Les congés approchent, la plupart des structures sont fermées, les 115 sont saturés, les possibilités d’orientation s’amenuisent. Depuis plusieurs jours, nous tentons de trouver une place au 115 pour cette jeune femme, tout juste arrivée en France. Le Comede lui a déjà payé des nuits d’hôtel. La première fois, c’était parce que l’homme qui l’hébergeait devenait menaçant.

Tous les jours, elle vient au centre de santé et, inlassablement, elle appelle, elle patiente, comme le lui demande le message qui tourne en boucle: « vous êtes bien au 115, merci de patienter, nous allons prendre votre appel ». Ce jour-là, enfin, elle a une place pour deux nuits. Mais le lendemain, elle est de nouveau au Comede, apeurée.

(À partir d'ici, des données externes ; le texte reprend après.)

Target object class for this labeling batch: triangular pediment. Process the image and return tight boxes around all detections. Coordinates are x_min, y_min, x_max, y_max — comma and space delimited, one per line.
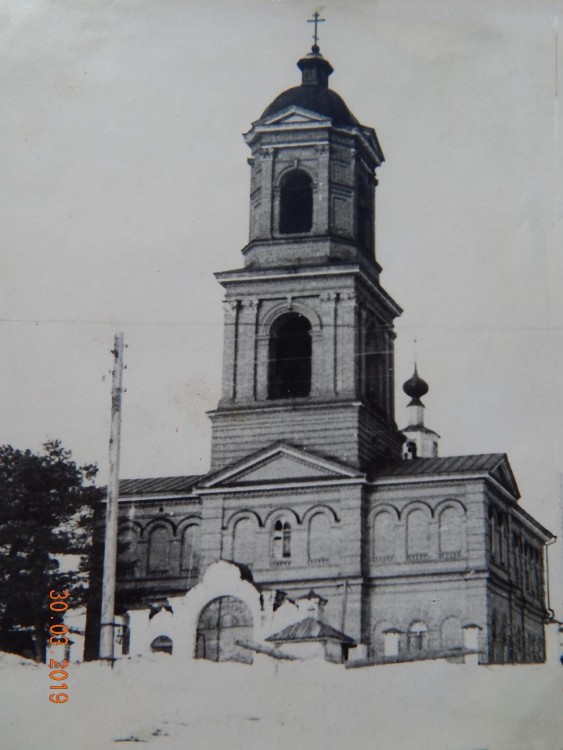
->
200, 443, 363, 489
260, 105, 332, 125
491, 456, 520, 499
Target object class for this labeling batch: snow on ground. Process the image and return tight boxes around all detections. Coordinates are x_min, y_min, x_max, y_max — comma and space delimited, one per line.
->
0, 654, 563, 750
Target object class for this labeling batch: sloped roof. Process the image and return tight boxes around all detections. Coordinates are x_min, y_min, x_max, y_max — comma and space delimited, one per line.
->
119, 474, 202, 497
378, 453, 506, 477
374, 453, 520, 499
266, 617, 356, 645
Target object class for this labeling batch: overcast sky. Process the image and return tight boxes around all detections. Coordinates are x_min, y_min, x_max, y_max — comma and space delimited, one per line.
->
0, 0, 563, 612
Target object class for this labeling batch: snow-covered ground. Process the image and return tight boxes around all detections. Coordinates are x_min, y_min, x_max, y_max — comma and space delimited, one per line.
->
4, 654, 563, 750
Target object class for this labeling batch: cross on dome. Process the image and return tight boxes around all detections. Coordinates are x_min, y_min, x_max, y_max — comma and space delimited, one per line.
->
307, 10, 326, 53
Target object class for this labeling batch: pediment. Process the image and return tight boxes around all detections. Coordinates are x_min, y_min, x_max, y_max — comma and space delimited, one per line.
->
200, 444, 363, 489
260, 106, 332, 126
491, 457, 520, 499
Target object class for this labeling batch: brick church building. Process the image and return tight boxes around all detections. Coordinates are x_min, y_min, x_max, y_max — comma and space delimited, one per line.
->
89, 45, 552, 663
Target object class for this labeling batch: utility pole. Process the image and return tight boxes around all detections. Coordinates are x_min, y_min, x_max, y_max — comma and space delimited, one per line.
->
100, 333, 123, 664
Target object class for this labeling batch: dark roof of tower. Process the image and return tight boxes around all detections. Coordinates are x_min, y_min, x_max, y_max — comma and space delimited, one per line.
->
377, 453, 506, 478
260, 46, 360, 125
403, 365, 428, 406
266, 617, 356, 645
119, 474, 202, 496
260, 84, 359, 125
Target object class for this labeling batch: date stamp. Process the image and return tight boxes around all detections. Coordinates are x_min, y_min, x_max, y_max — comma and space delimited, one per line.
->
49, 589, 69, 703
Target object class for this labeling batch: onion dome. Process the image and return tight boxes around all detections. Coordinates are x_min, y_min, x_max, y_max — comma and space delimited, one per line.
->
260, 44, 359, 126
403, 365, 428, 406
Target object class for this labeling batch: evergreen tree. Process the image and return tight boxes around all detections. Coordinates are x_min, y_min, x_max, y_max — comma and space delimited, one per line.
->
0, 440, 102, 661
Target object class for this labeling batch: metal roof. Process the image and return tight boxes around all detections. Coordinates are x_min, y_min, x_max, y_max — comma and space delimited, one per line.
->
119, 474, 203, 497
266, 617, 356, 645
377, 453, 506, 479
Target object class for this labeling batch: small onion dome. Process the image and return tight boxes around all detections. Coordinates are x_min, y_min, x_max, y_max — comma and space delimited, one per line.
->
403, 365, 428, 406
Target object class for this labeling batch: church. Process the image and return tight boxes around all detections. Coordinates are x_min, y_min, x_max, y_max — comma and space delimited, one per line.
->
88, 42, 553, 664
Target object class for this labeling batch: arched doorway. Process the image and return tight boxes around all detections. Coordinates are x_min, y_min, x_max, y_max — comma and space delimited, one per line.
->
195, 596, 253, 664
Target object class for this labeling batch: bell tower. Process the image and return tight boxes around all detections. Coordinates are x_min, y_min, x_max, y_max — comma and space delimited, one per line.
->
210, 43, 404, 471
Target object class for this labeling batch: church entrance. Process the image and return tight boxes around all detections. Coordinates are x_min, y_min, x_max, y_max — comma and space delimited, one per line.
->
195, 596, 253, 664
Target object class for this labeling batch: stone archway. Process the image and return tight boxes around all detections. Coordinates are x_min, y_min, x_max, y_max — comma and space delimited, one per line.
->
195, 596, 253, 664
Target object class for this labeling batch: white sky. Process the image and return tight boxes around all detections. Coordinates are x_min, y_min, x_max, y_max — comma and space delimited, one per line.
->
0, 0, 563, 612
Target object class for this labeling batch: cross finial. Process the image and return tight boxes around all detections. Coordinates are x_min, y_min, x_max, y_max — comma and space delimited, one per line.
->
307, 10, 325, 48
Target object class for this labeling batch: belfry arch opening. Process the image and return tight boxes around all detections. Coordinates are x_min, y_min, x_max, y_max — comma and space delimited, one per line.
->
280, 169, 313, 234
268, 313, 312, 398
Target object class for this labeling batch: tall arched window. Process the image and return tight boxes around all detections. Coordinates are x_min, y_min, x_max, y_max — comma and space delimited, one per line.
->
272, 519, 291, 560
233, 518, 256, 565
268, 313, 312, 398
308, 513, 330, 562
407, 509, 429, 560
148, 526, 170, 573
373, 510, 395, 562
438, 506, 463, 560
280, 169, 313, 234
440, 617, 463, 651
117, 526, 139, 578
181, 523, 200, 576
365, 326, 388, 408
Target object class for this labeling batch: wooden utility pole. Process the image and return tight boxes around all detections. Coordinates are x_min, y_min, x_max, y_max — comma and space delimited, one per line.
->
100, 333, 123, 663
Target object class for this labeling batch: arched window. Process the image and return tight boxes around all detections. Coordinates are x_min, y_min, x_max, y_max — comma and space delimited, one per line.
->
440, 617, 463, 651
181, 523, 200, 576
308, 513, 330, 563
280, 169, 313, 234
373, 511, 395, 562
268, 313, 312, 398
358, 177, 373, 250
117, 526, 139, 578
407, 621, 428, 655
272, 519, 291, 560
151, 635, 172, 654
148, 526, 170, 573
233, 518, 256, 565
407, 509, 429, 561
365, 326, 388, 408
439, 506, 463, 560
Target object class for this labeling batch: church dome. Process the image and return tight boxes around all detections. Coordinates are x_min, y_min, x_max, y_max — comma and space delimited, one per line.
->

Elle nous raconte sa nuit, l’agression qu’elle a subi de la part « du monsieur qui fait signer les papiers à l’arrivée ». Elle se demande pourquoi. Pourquoi, depuis qu’elle est arrivée en France, les hommes l’agressent. Pourquoi ici également ? Mais cette fois, c’est décidé, elle porte plainte si nous l’accompagnons.

Le commissariat du Kremlin-Bicêtre est le plus proche. Le Comede va l’accompagner. Avant de partir, nous alertons de nouveau l’OFII1. Elle est demandeuse d’asile : elle n’aurait pas dû se trouver dans cette situation. Nous expliquons qu’elle a été agressée et qu’elle va porter plainte. Deux heures après, l’OFII nous informe qu’une place en Centre d’Accueil de Demandeurs d’Asile (CADA) lui est réservée. Elle est rassurée.

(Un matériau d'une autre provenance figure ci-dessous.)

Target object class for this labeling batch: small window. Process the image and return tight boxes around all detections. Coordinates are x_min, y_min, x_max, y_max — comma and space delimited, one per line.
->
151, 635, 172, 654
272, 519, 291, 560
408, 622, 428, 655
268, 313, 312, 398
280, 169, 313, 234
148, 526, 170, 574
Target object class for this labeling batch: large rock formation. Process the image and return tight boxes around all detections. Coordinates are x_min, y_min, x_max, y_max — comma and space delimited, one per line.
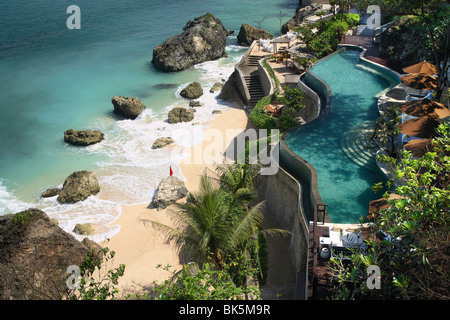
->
58, 171, 100, 203
151, 176, 188, 210
111, 96, 146, 119
237, 23, 273, 47
379, 17, 427, 67
64, 129, 104, 146
41, 188, 61, 198
152, 137, 175, 149
209, 82, 223, 93
281, 3, 322, 34
0, 209, 101, 300
152, 13, 228, 72
180, 81, 203, 99
168, 107, 194, 123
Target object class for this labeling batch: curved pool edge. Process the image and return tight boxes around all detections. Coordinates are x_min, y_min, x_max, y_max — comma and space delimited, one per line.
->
279, 44, 400, 222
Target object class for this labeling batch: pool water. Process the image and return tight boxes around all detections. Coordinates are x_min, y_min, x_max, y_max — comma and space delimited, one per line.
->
286, 48, 398, 223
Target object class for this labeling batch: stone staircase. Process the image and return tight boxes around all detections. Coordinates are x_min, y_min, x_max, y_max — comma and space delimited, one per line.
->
244, 72, 264, 109
341, 123, 378, 171
356, 24, 373, 37
244, 55, 264, 111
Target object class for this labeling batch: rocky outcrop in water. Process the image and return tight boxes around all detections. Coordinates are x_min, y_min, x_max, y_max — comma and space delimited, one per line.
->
209, 82, 223, 93
152, 137, 175, 149
64, 129, 104, 146
189, 100, 203, 108
168, 107, 194, 124
0, 209, 101, 300
73, 223, 94, 236
58, 171, 100, 203
152, 13, 229, 72
111, 96, 146, 119
379, 18, 427, 67
180, 81, 203, 99
151, 176, 188, 210
281, 3, 322, 34
237, 23, 273, 47
41, 188, 61, 198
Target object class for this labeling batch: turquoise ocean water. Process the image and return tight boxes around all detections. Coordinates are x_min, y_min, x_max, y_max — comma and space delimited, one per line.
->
0, 0, 298, 241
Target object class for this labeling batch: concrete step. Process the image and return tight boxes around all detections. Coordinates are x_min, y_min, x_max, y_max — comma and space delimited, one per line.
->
341, 123, 378, 171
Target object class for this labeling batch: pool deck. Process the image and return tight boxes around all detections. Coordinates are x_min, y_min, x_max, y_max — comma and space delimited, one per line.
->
340, 35, 404, 73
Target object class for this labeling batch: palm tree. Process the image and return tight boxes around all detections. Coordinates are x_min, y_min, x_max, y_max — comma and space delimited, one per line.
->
152, 174, 288, 269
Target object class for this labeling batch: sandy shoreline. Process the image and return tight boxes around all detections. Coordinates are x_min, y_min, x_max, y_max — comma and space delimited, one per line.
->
106, 107, 253, 294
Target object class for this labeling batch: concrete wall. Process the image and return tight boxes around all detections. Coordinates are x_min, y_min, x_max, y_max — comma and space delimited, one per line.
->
299, 0, 330, 8
297, 77, 320, 122
258, 58, 276, 96
258, 145, 309, 299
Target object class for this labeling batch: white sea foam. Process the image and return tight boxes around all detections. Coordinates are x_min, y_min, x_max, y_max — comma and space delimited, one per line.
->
0, 179, 33, 215
0, 45, 245, 242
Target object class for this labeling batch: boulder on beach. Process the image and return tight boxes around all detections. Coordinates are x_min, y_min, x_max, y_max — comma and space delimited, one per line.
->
41, 188, 61, 198
111, 96, 146, 119
168, 107, 194, 124
152, 13, 229, 72
189, 100, 203, 108
58, 171, 100, 203
281, 3, 323, 34
209, 82, 223, 93
180, 81, 203, 99
151, 176, 188, 210
73, 223, 94, 236
152, 137, 175, 149
237, 23, 273, 47
0, 208, 102, 300
64, 129, 104, 146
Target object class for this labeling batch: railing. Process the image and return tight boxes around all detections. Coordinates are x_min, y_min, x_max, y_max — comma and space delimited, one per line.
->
234, 40, 257, 105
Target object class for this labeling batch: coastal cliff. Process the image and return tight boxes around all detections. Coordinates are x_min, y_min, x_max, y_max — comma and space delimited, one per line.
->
152, 13, 229, 72
0, 209, 101, 300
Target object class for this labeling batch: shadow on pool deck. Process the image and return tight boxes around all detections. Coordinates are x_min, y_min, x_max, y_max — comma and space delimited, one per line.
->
340, 35, 404, 73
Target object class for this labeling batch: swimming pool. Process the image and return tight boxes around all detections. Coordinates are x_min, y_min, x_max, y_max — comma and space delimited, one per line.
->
285, 47, 399, 223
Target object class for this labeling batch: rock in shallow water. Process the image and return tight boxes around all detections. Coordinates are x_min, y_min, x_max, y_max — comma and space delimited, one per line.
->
111, 96, 146, 119
151, 176, 188, 210
0, 209, 102, 300
152, 137, 175, 149
237, 23, 273, 47
168, 107, 194, 124
58, 171, 100, 203
180, 81, 203, 99
64, 129, 104, 146
152, 13, 229, 72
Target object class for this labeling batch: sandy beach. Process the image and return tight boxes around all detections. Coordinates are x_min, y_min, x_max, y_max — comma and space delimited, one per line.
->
106, 107, 250, 294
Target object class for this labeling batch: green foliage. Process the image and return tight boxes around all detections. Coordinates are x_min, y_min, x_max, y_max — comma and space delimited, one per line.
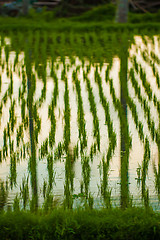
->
70, 4, 116, 22
0, 208, 160, 240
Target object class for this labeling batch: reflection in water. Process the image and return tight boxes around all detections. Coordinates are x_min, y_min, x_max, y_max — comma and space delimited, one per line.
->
0, 32, 160, 211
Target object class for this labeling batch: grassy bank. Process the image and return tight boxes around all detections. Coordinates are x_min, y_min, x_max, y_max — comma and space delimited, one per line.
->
0, 208, 160, 240
0, 4, 160, 33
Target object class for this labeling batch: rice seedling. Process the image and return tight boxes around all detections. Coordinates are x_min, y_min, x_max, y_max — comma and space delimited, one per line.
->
10, 153, 17, 189
72, 71, 87, 152
84, 70, 100, 151
142, 137, 150, 207
0, 181, 8, 211
20, 177, 29, 209
63, 151, 74, 209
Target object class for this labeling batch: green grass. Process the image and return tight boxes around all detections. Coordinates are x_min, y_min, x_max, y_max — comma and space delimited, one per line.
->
0, 208, 160, 240
0, 4, 160, 32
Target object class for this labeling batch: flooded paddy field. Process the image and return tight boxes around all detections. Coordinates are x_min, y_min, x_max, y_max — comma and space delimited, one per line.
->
0, 30, 160, 210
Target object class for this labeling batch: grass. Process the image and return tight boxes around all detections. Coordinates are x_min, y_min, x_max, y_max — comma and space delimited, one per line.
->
0, 4, 160, 32
0, 208, 160, 240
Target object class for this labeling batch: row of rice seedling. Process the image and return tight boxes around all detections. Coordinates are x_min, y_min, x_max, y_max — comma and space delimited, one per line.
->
130, 66, 158, 141
83, 69, 100, 151
62, 66, 71, 153
63, 149, 74, 209
142, 137, 150, 208
133, 54, 153, 101
48, 68, 58, 148
72, 71, 87, 152
99, 156, 112, 208
139, 50, 160, 88
95, 65, 116, 166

Au commissariat, l’agent d’accueil s’est soucié dès le départ de la question de l’interprétariat et a vite compris qu’il faudrait effectivement l’aide d’un professionnel. Un interprète a été appelé. L’officier de police, un homme, a ensuite demandé à Madame si elle préférait être entendue par une femme et a autorisé à ce que nous l’accompagnions. La déposition a été longue et fastidieuse, mais la plainte pour agression a été enregistrée. Elle a accepté un rendez-vous en unité médico-judiciaire (UMJ), non pas pour les « traces physiques », il n’y en avait pas, mais pour « l’impact psychologique », comme cela lui a été expliqué.

L’agression n’ayant pas eu lieu au Kremlin-Bicêtre, la plainte est transmise au commissariat du secteur sur lequel se trouve le foyer. Madame est convoquée la semaine suivante dans cet autre commissariat. De nouveau, le Comede l’accompagne. Cette fois l’interprète est là dès son arrivée, comme lors de son rendez-vous à l’UMJ.

Le fait de porter plainte a changé la posture de cette jeune patiente. L’accompagnement, pour elle en tout cas, nous semblait nécessaire afin qu’elle ose porter plainte.